From 50a8e62f47266bd74bf8e96a7e585ad0040b4f80 Mon Sep 17 00:00:00 2001
From: Asim Raza <asimworkspace10@gmail.com>
Date: Sun, 24 May 2026 11:17:49 +0500
Subject: [PATCH] fix(skill): line-budget batching and split-on-output-limit
 retry
MIME-Version: 1.0
Content-Type: text/plain; charset=UTF-8
Content-Transfer-Encoding: 8bit

Two changes to /understand orchestration so users on output-constrained
models (Opus on Bedrock in particular) stop hitting "Batch X failed
again (output limit). Retrying with minimal output mode." repeatedly:

1. **Cap batches by line count, not just file count.** The existing
   20-30 file target is fine for typical batches but blows up when those
   25 files are 400 lines each — output tokens scale with input size,
   not file count. Add a ~2,500 source-line cap that closes batches
   early when hit.

2. **Split-on-output-limit retry.** The Error Handling section currently
   retries any subagent failure once with the same prompt. For
   output-limit failures that just wastes a retry (the prompt is what
   caused the overflow). Instead, split the batch in half by file list
   and dispatch each half as a fresh batch with new batchIndex values.
   Recursively split if a half-batch still hits the cap; only skip after
   shrinking to a single file that still fails.

Closes #159
---
 understand-anything-plugin/skills/understand/SKILL.md | 3 +++
 1 file changed, 3 insertions(+)

diff --git a/understand-anything-plugin/skills/understand/SKILL.md b/understand-anything-plugin/skills/understand/SKILL.md
index 28d131bc..ef44ed1e 100644
--- a/understand-anything-plugin/skills/understand/SKILL.md
+++ b/understand-anything-plugin/skills/understand/SKILL.md
@@ -281,6 +281,8 @@ If the scan result includes `filteredByIgnore > 0`, report:
 
 Batch the file list from Phase 1 into groups of **20-30 files each** (aim for ~25 files per batch for balanced sizes).
 
+**Line budget — cap each batch at ~2,500 total source lines.** Output token usage scales with input size, not file count.

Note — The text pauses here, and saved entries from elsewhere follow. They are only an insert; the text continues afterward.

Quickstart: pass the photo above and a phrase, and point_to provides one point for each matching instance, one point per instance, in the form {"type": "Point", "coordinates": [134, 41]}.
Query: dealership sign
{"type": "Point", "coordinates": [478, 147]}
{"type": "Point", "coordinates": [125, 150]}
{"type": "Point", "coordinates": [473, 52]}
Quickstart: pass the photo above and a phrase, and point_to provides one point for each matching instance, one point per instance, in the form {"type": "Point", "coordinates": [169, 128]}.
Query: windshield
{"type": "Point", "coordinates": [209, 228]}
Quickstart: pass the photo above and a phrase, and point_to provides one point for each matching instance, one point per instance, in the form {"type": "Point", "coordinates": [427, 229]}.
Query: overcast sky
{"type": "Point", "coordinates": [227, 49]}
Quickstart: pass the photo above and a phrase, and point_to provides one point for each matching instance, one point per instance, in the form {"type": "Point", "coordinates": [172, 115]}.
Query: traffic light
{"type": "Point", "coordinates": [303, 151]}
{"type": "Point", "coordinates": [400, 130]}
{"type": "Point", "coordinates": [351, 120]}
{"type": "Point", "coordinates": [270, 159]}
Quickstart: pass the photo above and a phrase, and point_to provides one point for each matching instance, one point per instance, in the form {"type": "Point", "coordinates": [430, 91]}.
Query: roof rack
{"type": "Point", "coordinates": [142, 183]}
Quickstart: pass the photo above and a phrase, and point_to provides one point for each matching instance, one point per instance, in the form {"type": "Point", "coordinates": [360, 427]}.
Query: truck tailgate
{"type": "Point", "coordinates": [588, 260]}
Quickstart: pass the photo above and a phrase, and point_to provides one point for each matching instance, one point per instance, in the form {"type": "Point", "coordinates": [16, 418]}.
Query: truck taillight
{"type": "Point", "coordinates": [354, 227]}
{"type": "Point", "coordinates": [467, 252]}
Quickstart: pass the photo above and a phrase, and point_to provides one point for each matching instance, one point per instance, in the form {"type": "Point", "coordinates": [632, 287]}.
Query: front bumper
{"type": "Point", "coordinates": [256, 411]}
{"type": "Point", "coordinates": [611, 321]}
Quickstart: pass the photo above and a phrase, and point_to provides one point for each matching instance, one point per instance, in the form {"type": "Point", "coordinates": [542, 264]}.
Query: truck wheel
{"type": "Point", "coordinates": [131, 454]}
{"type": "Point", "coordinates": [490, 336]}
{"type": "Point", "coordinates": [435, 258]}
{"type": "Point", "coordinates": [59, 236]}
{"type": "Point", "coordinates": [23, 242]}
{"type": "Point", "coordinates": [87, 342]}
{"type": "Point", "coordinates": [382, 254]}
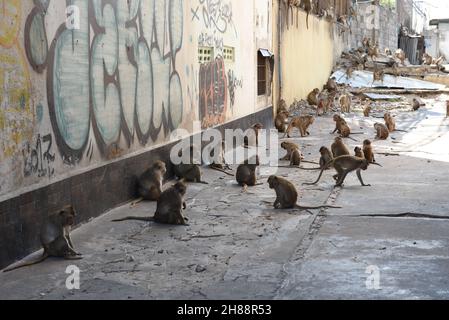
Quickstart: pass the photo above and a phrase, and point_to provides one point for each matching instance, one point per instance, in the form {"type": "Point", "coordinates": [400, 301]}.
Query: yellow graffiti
{"type": "Point", "coordinates": [10, 17]}
{"type": "Point", "coordinates": [16, 114]}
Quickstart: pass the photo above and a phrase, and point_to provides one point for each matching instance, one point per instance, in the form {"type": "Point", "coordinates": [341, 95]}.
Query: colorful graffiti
{"type": "Point", "coordinates": [16, 115]}
{"type": "Point", "coordinates": [213, 87]}
{"type": "Point", "coordinates": [121, 80]}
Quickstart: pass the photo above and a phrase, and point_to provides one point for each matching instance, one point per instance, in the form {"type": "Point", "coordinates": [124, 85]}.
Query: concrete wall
{"type": "Point", "coordinates": [76, 100]}
{"type": "Point", "coordinates": [306, 55]}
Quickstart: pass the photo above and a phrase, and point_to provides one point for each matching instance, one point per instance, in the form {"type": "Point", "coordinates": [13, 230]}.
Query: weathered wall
{"type": "Point", "coordinates": [75, 100]}
{"type": "Point", "coordinates": [306, 55]}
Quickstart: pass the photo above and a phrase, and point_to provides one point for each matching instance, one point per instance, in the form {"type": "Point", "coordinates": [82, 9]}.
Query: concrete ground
{"type": "Point", "coordinates": [238, 247]}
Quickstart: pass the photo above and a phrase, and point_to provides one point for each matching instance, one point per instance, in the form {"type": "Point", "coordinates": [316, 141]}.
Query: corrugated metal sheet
{"type": "Point", "coordinates": [364, 79]}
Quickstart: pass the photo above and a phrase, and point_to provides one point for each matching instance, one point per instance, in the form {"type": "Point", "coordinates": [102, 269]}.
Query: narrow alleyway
{"type": "Point", "coordinates": [238, 247]}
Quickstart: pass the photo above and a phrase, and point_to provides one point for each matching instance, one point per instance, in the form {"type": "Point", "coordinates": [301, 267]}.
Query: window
{"type": "Point", "coordinates": [205, 54]}
{"type": "Point", "coordinates": [229, 54]}
{"type": "Point", "coordinates": [261, 74]}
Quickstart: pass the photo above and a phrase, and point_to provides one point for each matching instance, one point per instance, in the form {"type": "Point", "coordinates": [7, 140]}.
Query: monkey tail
{"type": "Point", "coordinates": [27, 264]}
{"type": "Point", "coordinates": [147, 219]}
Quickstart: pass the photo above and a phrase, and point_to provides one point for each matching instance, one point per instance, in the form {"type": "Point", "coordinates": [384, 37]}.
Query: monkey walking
{"type": "Point", "coordinates": [169, 207]}
{"type": "Point", "coordinates": [344, 165]}
{"type": "Point", "coordinates": [287, 196]}
{"type": "Point", "coordinates": [55, 238]}
{"type": "Point", "coordinates": [149, 184]}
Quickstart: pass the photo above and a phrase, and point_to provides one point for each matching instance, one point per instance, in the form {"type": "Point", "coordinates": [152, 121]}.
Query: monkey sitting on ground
{"type": "Point", "coordinates": [246, 173]}
{"type": "Point", "coordinates": [368, 151]}
{"type": "Point", "coordinates": [149, 184]}
{"type": "Point", "coordinates": [302, 124]}
{"type": "Point", "coordinates": [169, 207]}
{"type": "Point", "coordinates": [312, 97]}
{"type": "Point", "coordinates": [344, 165]}
{"type": "Point", "coordinates": [339, 148]}
{"type": "Point", "coordinates": [382, 132]}
{"type": "Point", "coordinates": [345, 103]}
{"type": "Point", "coordinates": [358, 152]}
{"type": "Point", "coordinates": [190, 172]}
{"type": "Point", "coordinates": [287, 196]}
{"type": "Point", "coordinates": [256, 127]}
{"type": "Point", "coordinates": [55, 238]}
{"type": "Point", "coordinates": [280, 121]}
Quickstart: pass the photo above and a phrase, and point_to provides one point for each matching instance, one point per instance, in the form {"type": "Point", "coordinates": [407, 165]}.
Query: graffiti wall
{"type": "Point", "coordinates": [85, 82]}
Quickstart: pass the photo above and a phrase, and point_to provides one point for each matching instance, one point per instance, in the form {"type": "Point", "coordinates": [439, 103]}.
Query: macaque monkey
{"type": "Point", "coordinates": [368, 151]}
{"type": "Point", "coordinates": [169, 207]}
{"type": "Point", "coordinates": [149, 184]}
{"type": "Point", "coordinates": [344, 165]}
{"type": "Point", "coordinates": [190, 172]}
{"type": "Point", "coordinates": [302, 124]}
{"type": "Point", "coordinates": [55, 238]}
{"type": "Point", "coordinates": [358, 152]}
{"type": "Point", "coordinates": [307, 5]}
{"type": "Point", "coordinates": [339, 148]}
{"type": "Point", "coordinates": [287, 196]}
{"type": "Point", "coordinates": [382, 132]}
{"type": "Point", "coordinates": [246, 173]}
{"type": "Point", "coordinates": [390, 122]}
{"type": "Point", "coordinates": [256, 127]}
{"type": "Point", "coordinates": [416, 104]}
{"type": "Point", "coordinates": [345, 103]}
{"type": "Point", "coordinates": [312, 97]}
{"type": "Point", "coordinates": [280, 121]}
{"type": "Point", "coordinates": [331, 84]}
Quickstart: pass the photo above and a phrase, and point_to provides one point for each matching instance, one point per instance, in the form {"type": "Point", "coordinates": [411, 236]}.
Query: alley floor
{"type": "Point", "coordinates": [238, 247]}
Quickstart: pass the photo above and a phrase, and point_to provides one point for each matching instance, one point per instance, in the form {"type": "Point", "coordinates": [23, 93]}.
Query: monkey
{"type": "Point", "coordinates": [368, 151]}
{"type": "Point", "coordinates": [331, 84]}
{"type": "Point", "coordinates": [302, 123]}
{"type": "Point", "coordinates": [345, 103]}
{"type": "Point", "coordinates": [416, 104]}
{"type": "Point", "coordinates": [307, 5]}
{"type": "Point", "coordinates": [256, 127]}
{"type": "Point", "coordinates": [55, 238]}
{"type": "Point", "coordinates": [190, 172]}
{"type": "Point", "coordinates": [246, 173]}
{"type": "Point", "coordinates": [312, 97]}
{"type": "Point", "coordinates": [382, 132]}
{"type": "Point", "coordinates": [287, 196]}
{"type": "Point", "coordinates": [220, 164]}
{"type": "Point", "coordinates": [367, 111]}
{"type": "Point", "coordinates": [169, 207]}
{"type": "Point", "coordinates": [282, 106]}
{"type": "Point", "coordinates": [358, 152]}
{"type": "Point", "coordinates": [280, 120]}
{"type": "Point", "coordinates": [344, 165]}
{"type": "Point", "coordinates": [339, 148]}
{"type": "Point", "coordinates": [390, 122]}
{"type": "Point", "coordinates": [149, 184]}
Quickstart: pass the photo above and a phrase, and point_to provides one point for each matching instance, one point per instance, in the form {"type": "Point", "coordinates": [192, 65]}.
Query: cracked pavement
{"type": "Point", "coordinates": [238, 247]}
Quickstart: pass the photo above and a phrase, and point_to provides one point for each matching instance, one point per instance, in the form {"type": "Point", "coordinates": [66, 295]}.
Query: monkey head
{"type": "Point", "coordinates": [273, 182]}
{"type": "Point", "coordinates": [160, 166]}
{"type": "Point", "coordinates": [67, 215]}
{"type": "Point", "coordinates": [181, 187]}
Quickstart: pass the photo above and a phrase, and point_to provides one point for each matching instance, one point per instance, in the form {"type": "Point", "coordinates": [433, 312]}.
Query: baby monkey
{"type": "Point", "coordinates": [55, 238]}
{"type": "Point", "coordinates": [169, 207]}
{"type": "Point", "coordinates": [287, 196]}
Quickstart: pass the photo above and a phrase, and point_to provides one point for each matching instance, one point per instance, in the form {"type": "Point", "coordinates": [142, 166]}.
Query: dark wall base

A batch of 25 files at 400 lines each can blow past output token limits on output-constrained models (e.g. Opus on Bedrock) and trigger the "output limit exceeded" retry loop. When summing `sizeLines` from `$FILE_LIST` for a planned batch would exceed ~2,500 lines, close the batch early (even if it has fewer than 20 files) and start a new one. The 20-30 file target is a ceiling, not a floor.
+
 **Batching strategy for non-code files:**
 - Group related non-code files together in the same batch when possible:
   - Dockerfile + docker-compose.yml + .dockerignore → same batch
@@ -775,6 +777,7 @@ Report to the user: `[Phase 7/7] Saving knowledge graph...`
 ## Error Handling
 
 - If any subagent dispatch fails, retry **once** with the same prompt plus additional context about the failure.
+- **Output-limit failures are the exception — split, don't just retry.** When a `file-analyzer` batch fails because the response exceeded the model's output token cap (signals: "output limit exceeded", "max_tokens reached", truncated JSON), do **not** burn the retry budget by re-running the same batch verbatim. Split the failing batch in half by file list, dispatch each half as a fresh batch with new `batchIndex` values (so output files don't collide), and treat each half as a normal batch (including its own one retry on unrelated failures). If a half-sized batch hits the same limit, split again. Only fall back to "skip and continue" after the batch has been split down to a single file and still fails.
 - Track all warnings and errors from each phase in a `$PHASE_WARNINGS` list. When using `--review`, pass this list to the graph-reviewer in Phase 6. On the default path, include accumulated warnings in the Phase 7 final report.
 - If it fails a second time, skip that phase and continue with partial results.
 - ALWAYS save partial results — a partial graph is better than no graph.